A fase mais difícil da vida, segundo pesquisa com 140 países

A felicidade ao longo da vida não segue uma linha reta. Diversos estudos indicam que o bem-estar tende a formar uma curva em U: começa mais alto na juventude, cai na meia-idade e volta a subir gradualmente na maturidade.
Um levantamento conduzido em 2020 pelo economista David Blanchflower, professor da Dartmouth College, nos Estados Unidos, analisou dados de mais de 140 países, incluindo nações desenvolvidas e em desenvolvimento. Mesmo considerando fatores como renda, escolaridade, emprego e estado civil, a idade se manteve como um elemento independente e significativo na variação do bem-estar.
Segundo o estudo, o ponto mais baixo da satisfação com a vida costuma ocorrer entre os 47 e 48 anos. Esse período é marcado por maior vulnerabilidade emocional e psicológica. Blanchflower descreve essa fase como um “caldo tóxico” de desafios, que inclui:
- Frustração com expectativas não alcançadas;
- Pressões financeiras, profissionais e familiares;
- Impactos mais intensos de eventos como desemprego, divórcio ou problemas de saúde;
- Aumento nos índices de depressão e instabilidade emocional.

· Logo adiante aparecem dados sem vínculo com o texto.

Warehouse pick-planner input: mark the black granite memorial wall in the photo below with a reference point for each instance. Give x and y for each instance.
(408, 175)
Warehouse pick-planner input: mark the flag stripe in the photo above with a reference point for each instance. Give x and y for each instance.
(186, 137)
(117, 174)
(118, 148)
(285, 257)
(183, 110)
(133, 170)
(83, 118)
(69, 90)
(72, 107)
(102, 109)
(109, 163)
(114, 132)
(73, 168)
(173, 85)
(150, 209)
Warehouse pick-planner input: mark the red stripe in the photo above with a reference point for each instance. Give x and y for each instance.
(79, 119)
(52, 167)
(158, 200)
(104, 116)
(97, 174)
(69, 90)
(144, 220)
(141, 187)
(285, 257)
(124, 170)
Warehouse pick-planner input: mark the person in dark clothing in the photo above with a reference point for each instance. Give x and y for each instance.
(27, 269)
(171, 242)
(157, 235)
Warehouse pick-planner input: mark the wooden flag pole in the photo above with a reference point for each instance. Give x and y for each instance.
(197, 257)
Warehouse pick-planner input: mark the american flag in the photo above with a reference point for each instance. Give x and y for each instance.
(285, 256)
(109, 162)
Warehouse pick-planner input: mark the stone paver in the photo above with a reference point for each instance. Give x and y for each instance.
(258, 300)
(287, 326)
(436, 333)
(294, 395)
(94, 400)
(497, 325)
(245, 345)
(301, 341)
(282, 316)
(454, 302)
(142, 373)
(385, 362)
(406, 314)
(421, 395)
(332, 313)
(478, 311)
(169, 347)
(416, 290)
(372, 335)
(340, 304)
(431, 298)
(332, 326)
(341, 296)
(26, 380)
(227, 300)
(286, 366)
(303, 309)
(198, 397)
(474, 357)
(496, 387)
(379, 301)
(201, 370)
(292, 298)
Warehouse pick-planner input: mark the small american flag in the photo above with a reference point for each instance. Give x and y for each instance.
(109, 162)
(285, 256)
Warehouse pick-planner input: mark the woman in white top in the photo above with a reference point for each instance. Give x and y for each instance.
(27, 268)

Do ponto de vista biológico, a meia-idade também envolve alterações hormonais e aumento crônico do cortisol, o hormônio do estresse. Nos homens, há queda gradual da testosterona. Nas mulheres, a perimenopausa e a menopausa provocam flutuações hormonais que podem afetar o humor, o sono e os níveis de energia.
Para o neurocirurgião e neurologista Helder Picarelli, do Instituto do Câncer do Estado de São Paulo (Icesp), a chamada crise da meia-idade não deve ser vista como fraqueza individual. “É um período previsível de maior vulnerabilidade, resultado da convergência de fatores sociais, psicológicos e biológicos”, afirma.
Apesar disso, há uma boa notícia: esse ponto mais baixo não é permanente. Após essa fase, o bem-estar tende a crescer de forma consistente, muitas vezes alcançando níveis semelhantes aos da juventude por volta dos 70 anos ou mais. Esse padrão foi observado em praticamente todos os países analisados, independentemente da renda média da população.
A psicologia explica essa recuperação como fruto do amadurecimento emocional e da reorganização das expectativas. Com o tempo, as pessoas tendem a reduzir comparações sociais, aceitar melhor suas trajetórias e priorizar experiências mais significativas — conceito alinhado à teoria da seletividade socioemocional.
Durante a pandemia de Covid-19, no entanto, esse “vale” da meia-idade se aprofundou. O psiquiatra Saulo Ciasca destaca que responsabilidades acumuladas com filhos, pais idosos, carreira e finanças se somaram ao medo do desemprego, ao luto e ao isolamento, ampliando o desgaste emocional.
Ainda assim, a chamada curva em U aparece inclusive no Brasil, mostrando que o fenômeno não se restringe a países ricos. Especialistas ponderam que fatores culturais podem influenciar a intensidade dessa experiência, mas o padrão geral se repete em diferentes contextos.
No fim das contas, embora a felicidade seja subjetiva e varie de pessoa para pessoa, os dados sugerem um movimento comum: entusiasmo maior na juventude, queda no meio do caminho e uma retomada gradual da satisfação com a vida na maturidade.